Just as we create cybersecurity systems according to Design and Engineering Principles, the Handbook authors believed we should offer something similar to our audience of practitioners.

However, we realized that this work is too people-intensive to expect Principles to be practical. So, instead, we are offering a set of “Ideals”.

You should operate according to these Ideals as much as you practically can. But we know that’s not always possible. Sometimes you need to deviate from an Ideal in a particular case. Other times, you will only be able to operate ideally during exceptional circumstances.

We’ve kept these Ideals broad in description because there is so much variability from organization to organization.

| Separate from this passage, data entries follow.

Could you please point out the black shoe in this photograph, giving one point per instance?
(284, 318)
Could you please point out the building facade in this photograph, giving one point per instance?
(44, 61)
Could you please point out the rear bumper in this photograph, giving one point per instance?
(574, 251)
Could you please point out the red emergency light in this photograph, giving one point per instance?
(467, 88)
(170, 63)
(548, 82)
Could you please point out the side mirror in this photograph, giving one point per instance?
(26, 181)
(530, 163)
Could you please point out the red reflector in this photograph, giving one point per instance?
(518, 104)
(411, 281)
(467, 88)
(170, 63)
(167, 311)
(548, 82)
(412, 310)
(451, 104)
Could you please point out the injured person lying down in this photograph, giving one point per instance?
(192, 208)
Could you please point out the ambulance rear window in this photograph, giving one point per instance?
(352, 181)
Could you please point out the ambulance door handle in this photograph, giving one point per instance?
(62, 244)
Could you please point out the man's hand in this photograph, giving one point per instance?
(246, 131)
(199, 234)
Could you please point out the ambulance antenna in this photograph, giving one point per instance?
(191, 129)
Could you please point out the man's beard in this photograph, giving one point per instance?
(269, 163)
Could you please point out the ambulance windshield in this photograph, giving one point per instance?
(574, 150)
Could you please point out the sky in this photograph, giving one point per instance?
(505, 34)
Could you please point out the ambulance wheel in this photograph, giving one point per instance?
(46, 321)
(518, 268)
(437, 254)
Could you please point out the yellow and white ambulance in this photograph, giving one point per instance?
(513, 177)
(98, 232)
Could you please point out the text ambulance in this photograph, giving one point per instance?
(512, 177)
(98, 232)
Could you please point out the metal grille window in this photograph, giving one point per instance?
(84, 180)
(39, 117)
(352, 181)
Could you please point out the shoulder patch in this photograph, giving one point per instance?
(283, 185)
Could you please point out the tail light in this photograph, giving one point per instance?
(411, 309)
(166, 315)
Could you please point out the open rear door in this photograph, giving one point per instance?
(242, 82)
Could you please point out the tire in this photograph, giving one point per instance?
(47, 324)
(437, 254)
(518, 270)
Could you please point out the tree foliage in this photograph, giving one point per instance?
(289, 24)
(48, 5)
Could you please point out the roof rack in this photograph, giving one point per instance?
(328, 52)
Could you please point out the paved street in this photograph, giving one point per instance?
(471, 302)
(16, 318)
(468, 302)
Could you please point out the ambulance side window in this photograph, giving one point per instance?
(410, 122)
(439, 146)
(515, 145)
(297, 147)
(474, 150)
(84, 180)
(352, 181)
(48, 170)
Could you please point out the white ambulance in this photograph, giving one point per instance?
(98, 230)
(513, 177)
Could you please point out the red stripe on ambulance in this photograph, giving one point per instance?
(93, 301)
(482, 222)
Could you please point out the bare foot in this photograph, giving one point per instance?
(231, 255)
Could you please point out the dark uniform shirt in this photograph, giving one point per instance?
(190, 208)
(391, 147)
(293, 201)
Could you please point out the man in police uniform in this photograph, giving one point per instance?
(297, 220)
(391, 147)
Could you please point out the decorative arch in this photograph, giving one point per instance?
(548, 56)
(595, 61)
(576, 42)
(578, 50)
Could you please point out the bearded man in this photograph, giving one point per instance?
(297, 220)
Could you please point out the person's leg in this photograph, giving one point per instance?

Finally, we don’t expect that everyone will be able to uphold every Ideal every time. Rather, like us, we recognize you will strive to operate ideally as much as possible. In many cases, we describe less-than-ideal practices in this Handbook, but we call ourselves out when we do and challenge you to do better.

Foundation

• Take enjoyment from building teams and helping people excel in their careers while achieving your program goals.
• Treat hiring as one of the most important duties you perform in support of your organization.
• Before you reflexively hire to replace someone, ask “is there a better way to get this work done?”
• Better to delay hiring than to mis-hire, because no one wins when that happens.

Preparation

• Put similar skills into the same job description so people don’t have to be rule makers and rule breakers, nor be the incident responder and the compliance person in the same week.
• Attract people who could work anywhere, but choose to work for us because of the way we do things.
• Widen your talent pool by growing your own talent and finding talented people that you’ve previously overlooked.
• Define “diversity” among your team as using the differences people have in their life experiences to bring unique perspectives to creatively solving problems.

Selection

• Hire in a way that builds relationships with candidates, even when the decision is not to hire someone.
• Choose a person with a growth mindset, a great attitude, and strong aptitude for the work, over a person who is highly skilled but is only in it for the money or often treats others badly.
• “Fit” is 40% technical skills and 60% culture.
• Consider how the candidate will represent your team, as well as build and spend political capital.
• Don’t look for strengths as a primary justification to hire someone; instead look for big reasons why they won’t be a good fit.
• Either make a great partner out of Human Resources or minimize their involvement.

Retention

• Make leading and managing your people easier by setting a high bar for choosing which candidate to hire.
• Create psychological safety among your team members so they feel free to say what’s on their minds.
• Insist on an atmosphere of candid, respectful collaboration with each other.
• Aggressively create learning and growth opportunities for your people by sending them to training, giving them a learning stipend, and sharing your network with them.
• If an employee appears with an offer for a new employer, don’t use it as an opportunity to attempt to retain them. Instead, congratulate them on their new opportunity.

Departure

• Celebrate the people who move on to another opportunity as graduates who will support you in the future.
• Request feedback to understand their perspective on how things were for them, and their thoughts around improvement.